Which leads directly into the second, and most broadly hilarious piece, “Words, Words, Words.” In it, Ives brings an old cliche to life: Three monkeys pounding on typewriters into infinity will eventually produce “Hamlet.” Scott Finlayson, Kathie Doyle-Lipe and Maynard Villers are those three monkeys, part of a Columbia University research project, but they’re not a happy bunch of monkeys.

“What is ‘Hamlet’, anyway?” one of them complains. “How are we supposed to write ‘Hamlet’ if nobody tells us what it is?”

What would have been a one-joke sketch in lesser hands builds into an absolutely brilliant and utterly hysterical riff on literature, language, primate behavior, group dynamics and the ineffable silliness of academic research projects. This is the key to Ives’ superiority over most writers of comedy sketches: His sketches build.

The third may be the most brilliant of all. “The Universal Language” is the story of Don (Ron Varela), who is teaching an Esperanto-type language called Unamunda to Dawn (Ann Russell).
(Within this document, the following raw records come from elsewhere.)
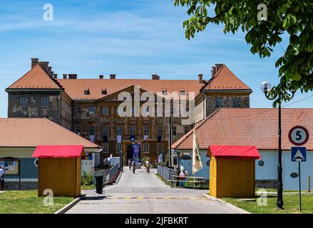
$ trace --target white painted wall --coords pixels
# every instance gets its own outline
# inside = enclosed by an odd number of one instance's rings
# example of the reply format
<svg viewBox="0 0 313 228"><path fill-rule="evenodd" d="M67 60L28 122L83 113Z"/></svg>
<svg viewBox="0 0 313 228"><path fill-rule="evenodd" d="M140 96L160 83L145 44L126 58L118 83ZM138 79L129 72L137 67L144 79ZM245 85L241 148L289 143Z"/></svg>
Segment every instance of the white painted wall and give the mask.
<svg viewBox="0 0 313 228"><path fill-rule="evenodd" d="M188 152L192 157L192 150L184 151ZM264 161L264 165L260 166L260 160L255 160L255 179L256 180L276 180L277 178L277 160L278 155L277 150L267 151L259 150L261 155L261 160ZM196 172L193 176L205 177L209 179L210 167L206 165L206 162L210 160L206 157L207 150L201 150L201 159L202 161L203 168ZM193 175L191 172L193 160L180 160L180 165L183 165L188 174ZM307 152L307 162L301 163L301 182L302 189L307 189L307 176L311 176L311 186L313 189L313 151ZM282 154L282 172L283 172L283 188L285 190L298 190L299 179L292 178L292 172L298 172L297 162L291 161L290 151L284 151Z"/></svg>

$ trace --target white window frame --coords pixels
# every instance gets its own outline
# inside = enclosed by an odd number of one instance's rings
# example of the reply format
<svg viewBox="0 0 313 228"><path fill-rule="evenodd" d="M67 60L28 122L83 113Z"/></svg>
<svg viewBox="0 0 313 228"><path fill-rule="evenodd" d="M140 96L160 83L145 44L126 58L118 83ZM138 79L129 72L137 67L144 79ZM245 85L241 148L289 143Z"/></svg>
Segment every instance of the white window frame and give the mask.
<svg viewBox="0 0 313 228"><path fill-rule="evenodd" d="M19 98L19 105L21 107L27 107L29 105L29 101L27 98Z"/></svg>
<svg viewBox="0 0 313 228"><path fill-rule="evenodd" d="M148 129L147 129L148 128ZM143 125L143 135L149 136L149 125Z"/></svg>
<svg viewBox="0 0 313 228"><path fill-rule="evenodd" d="M132 134L133 133L133 134ZM135 135L136 134L136 126L135 125L130 125L130 136Z"/></svg>
<svg viewBox="0 0 313 228"><path fill-rule="evenodd" d="M120 129L118 129L120 128ZM118 134L120 132L120 135ZM123 135L123 126L122 125L116 125L116 135Z"/></svg>
<svg viewBox="0 0 313 228"><path fill-rule="evenodd" d="M49 98L41 98L41 107L48 108L49 106Z"/></svg>
<svg viewBox="0 0 313 228"><path fill-rule="evenodd" d="M108 106L102 107L102 114L108 115L109 114L109 108Z"/></svg>
<svg viewBox="0 0 313 228"><path fill-rule="evenodd" d="M157 136L163 136L163 125L158 125L158 130L157 130Z"/></svg>
<svg viewBox="0 0 313 228"><path fill-rule="evenodd" d="M102 147L103 147L103 152L108 152L108 142L103 142Z"/></svg>
<svg viewBox="0 0 313 228"><path fill-rule="evenodd" d="M105 134L105 131L106 132L106 134ZM102 126L102 135L104 136L108 136L108 131L109 131L109 128L108 125L104 125Z"/></svg>
<svg viewBox="0 0 313 228"><path fill-rule="evenodd" d="M148 153L149 152L149 142L143 142L143 152Z"/></svg>
<svg viewBox="0 0 313 228"><path fill-rule="evenodd" d="M81 135L81 125L75 125L75 128L74 129L75 129L75 133L76 134Z"/></svg>
<svg viewBox="0 0 313 228"><path fill-rule="evenodd" d="M123 151L123 144L117 142L116 143L116 152L120 152L120 151Z"/></svg>
<svg viewBox="0 0 313 228"><path fill-rule="evenodd" d="M92 110L93 110L93 112L92 112ZM88 112L90 115L94 115L96 114L96 107L95 106L90 106L88 108Z"/></svg>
It turns out that Unamunda is a fraud, something the audience figures out early since the word for “welcome” is “Velcro,” and the verb “to be” is conjugated, “arf, wharf and barf.”

However, Don is like Professor Harold Hill in “The Music Man.” He may be a fake, but Dawn doesn’t care because she miraculously loses her stutter.
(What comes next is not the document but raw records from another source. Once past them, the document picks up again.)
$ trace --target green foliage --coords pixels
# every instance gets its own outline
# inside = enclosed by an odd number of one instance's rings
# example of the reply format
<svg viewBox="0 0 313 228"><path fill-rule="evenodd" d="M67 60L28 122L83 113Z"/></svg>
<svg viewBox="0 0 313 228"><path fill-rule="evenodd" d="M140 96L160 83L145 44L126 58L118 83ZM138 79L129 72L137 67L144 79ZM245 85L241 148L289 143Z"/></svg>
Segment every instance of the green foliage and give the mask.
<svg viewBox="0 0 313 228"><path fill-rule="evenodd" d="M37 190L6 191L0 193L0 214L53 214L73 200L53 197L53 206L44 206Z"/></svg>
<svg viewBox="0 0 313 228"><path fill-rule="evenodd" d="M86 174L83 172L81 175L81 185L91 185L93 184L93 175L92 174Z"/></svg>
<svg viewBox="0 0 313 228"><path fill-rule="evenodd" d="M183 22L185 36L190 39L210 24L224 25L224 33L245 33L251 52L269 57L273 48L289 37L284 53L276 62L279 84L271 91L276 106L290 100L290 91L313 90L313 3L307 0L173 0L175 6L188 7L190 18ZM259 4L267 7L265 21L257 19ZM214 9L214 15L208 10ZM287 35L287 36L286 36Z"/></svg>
Varela and Russell give virtuoso performances in what must be diabolically difficult roles. Can you imagine doing an entire scene in a goofy made-up language? They not only navigate it smoothly, but they give it depth and heart. Director Langbehn struck the lottery with these two performers.

The three miniplays of Act II are possibly a slight letdown, but that’s only because the first act is so unflaggingly brilliant. “Philip Glass Buys a Loaf of Bread,” is a musical goof on the famous minimalist composer. Two lines are spoken, and then the cast starts singing the words in those lines, rearranged and repeated endlessly in Glass-ian style. Of all the playlets of the evening, this is the most one-note, in more ways than one.

“The Philadelphia” is a funny and clever piece about a weird dimension called a “Philadelphia” where you can’t get anything you ask for. You must ask for the opposite. Terry Sticka and Heppler do a great job in this one.

The final piece, “Variations on the Death of Trotsky,” begins with a visual joke. Trotsky (Villers) has an ice-ax sticking out of his head. He finds this to be quite curious. Ives builds this into an exploration of time, death and the veracity of encyclopedias.

Langbehn’s direction is unflaggingly sharp. She not only nails the timing (crucial for any comedy, but especially one called “All in the Timing”) but she grasps Ives’ points and drives them home.

Speaking of timing, get your reservations for this show now. Once word gets out, it’ll be the scarcest ticket this side of the Everclear concert.